The Bank of Japan published its July–September outright JGB purchase plan and quarterly auction schedule, giving the market clarity on how much support it will provide to the government bond market.
The BoJ is a huge buyer of Japanese government bonds, so its purchase plan effectively sets a floor under JGB prices (and a cap on yields). When a central bank signals steady buying, it reassures holders that demand will persist, which keeps yields anchored. Beginners should note that scaling back such purchases later would remove a big buyer, typically pushing JGB prices down and yields up.
Chair Kevin Warsh's tough inflation talk reverberated across markets, and a unanimous-looking decision suggested a more united board than April's split vote — though he notably withheld his own rate 'dot.'
With the deposit rate at 2.25%, ECB hawk Pierre Wunsch said a July move remains possible despite a temporary energy reprieve; the ECB also flagged stable 2026 negotiated wage pressures.

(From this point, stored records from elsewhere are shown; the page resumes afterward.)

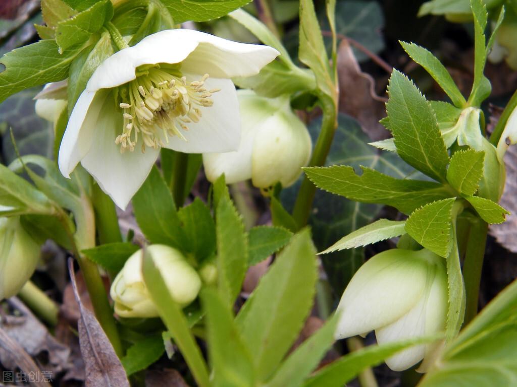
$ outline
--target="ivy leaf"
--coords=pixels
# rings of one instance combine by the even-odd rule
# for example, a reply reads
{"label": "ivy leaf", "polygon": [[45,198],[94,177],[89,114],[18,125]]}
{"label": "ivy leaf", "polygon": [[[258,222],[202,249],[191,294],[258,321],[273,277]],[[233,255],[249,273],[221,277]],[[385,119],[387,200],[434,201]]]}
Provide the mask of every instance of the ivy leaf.
{"label": "ivy leaf", "polygon": [[449,155],[430,104],[415,84],[396,70],[388,91],[389,129],[399,155],[418,170],[444,181]]}
{"label": "ivy leaf", "polygon": [[425,69],[457,107],[463,107],[466,101],[454,83],[452,77],[436,57],[423,47],[413,43],[401,42],[404,51],[411,58]]}
{"label": "ivy leaf", "polygon": [[498,224],[506,220],[510,213],[495,202],[479,196],[465,198],[472,204],[481,218],[489,224]]}
{"label": "ivy leaf", "polygon": [[447,169],[447,181],[460,194],[473,195],[483,177],[484,152],[474,149],[459,151],[451,158]]}
{"label": "ivy leaf", "polygon": [[220,293],[233,304],[248,269],[248,245],[240,216],[232,201],[223,197],[216,211],[217,271]]}
{"label": "ivy leaf", "polygon": [[364,167],[361,167],[360,175],[352,167],[343,165],[303,169],[309,179],[322,189],[356,201],[385,204],[405,214],[430,202],[451,196],[441,184],[397,179]]}
{"label": "ivy leaf", "polygon": [[85,42],[113,15],[111,2],[102,0],[73,17],[58,23],[56,28],[56,42],[59,46],[59,53],[62,53],[74,44]]}
{"label": "ivy leaf", "polygon": [[248,235],[249,265],[257,264],[278,251],[285,246],[292,235],[293,233],[281,227],[253,227]]}
{"label": "ivy leaf", "polygon": [[353,249],[399,236],[405,233],[405,221],[381,219],[344,236],[320,254],[344,249]]}
{"label": "ivy leaf", "polygon": [[83,47],[75,45],[62,55],[58,49],[54,40],[40,40],[0,58],[5,66],[0,72],[0,102],[24,89],[66,78],[70,63]]}
{"label": "ivy leaf", "polygon": [[446,257],[451,249],[451,210],[455,198],[439,200],[415,210],[406,221],[406,231],[418,243]]}
{"label": "ivy leaf", "polygon": [[271,376],[298,337],[317,277],[315,250],[305,229],[293,237],[240,310],[236,322],[258,381]]}
{"label": "ivy leaf", "polygon": [[174,23],[191,20],[206,22],[220,18],[244,7],[250,0],[161,0],[171,13]]}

The MPC kept Bank Rate unchanged at 3.75% in its June decision, maintaining a cautious stance on UK inflation.
Stocks rebounded — the S&P 500 jumped Thursday — recovering losses sparked by central-bank caution, as a Middle East ceasefire deal lifted sentiment before Friday's Hormuz headlines reintroduced risk.
AbbVie is reportedly close to a $10.9bn acquisition of Apogee Therapeutics, while MDA Space agreed to buy RTX-owned Blue Canyon Technologies for $620m — signs corporate risk appetite remains healthy.
Brent was set for an 8% weekly fall after the Israel-Hezbollah ceasefire, but Iran's move to close the Strait of Hormuz reintroduced supply fears, with Iraq rerouting crude exports via Syria.
Foreign money is flowing into Indian bonds after June reforms, supporting the rupee, but analysts expect the RBI to tighten liquidity in August by lifting required reserves — a headwind for the short-end rally.
The Bank of Japan released its July–September JGB purchase plan and May current-account data, signalling continuity in its bond-market support.
A June 19 market notice set out the Bank of England's Q3 2026 timetable for selling gilts held in the Asset Purchase Facility — part of its quantitative-tightening programme to shrink the balance sheet.
Quantitative tightening means the central bank sells government bonds back into the market, adding to the supply investors must absorb. More supply, all else equal, pushes gilt prices down and yields up — the inverse relationship at work. Beginners watch QT because extra long-dated gilt supply can lift yields across the curve, raising the government's and everyone else's borrowing costs; longer gilts feel it most because of their higher duration.
The Bank of England flagged an index-linked Treasury stock — a gilt whose coupons and principal are uprated twice yearly with the Retail Prices Index, offering investors protection against UK inflation.
Index-linked gilts ('linkers') pay more when inflation rises, so investors buy them to protect real (after-inflation) returns rather than chase the highest headline yield. Demand for linkers typically jumps when inflation fears grow; in calmer inflation conditions, conventional gilts can look relatively more attractive. The trade-off to learn: a regular gilt gives a fixed coupon that inflation erodes, while a linker sacrifices some certainty of cash flow for a built-in inflation hedge.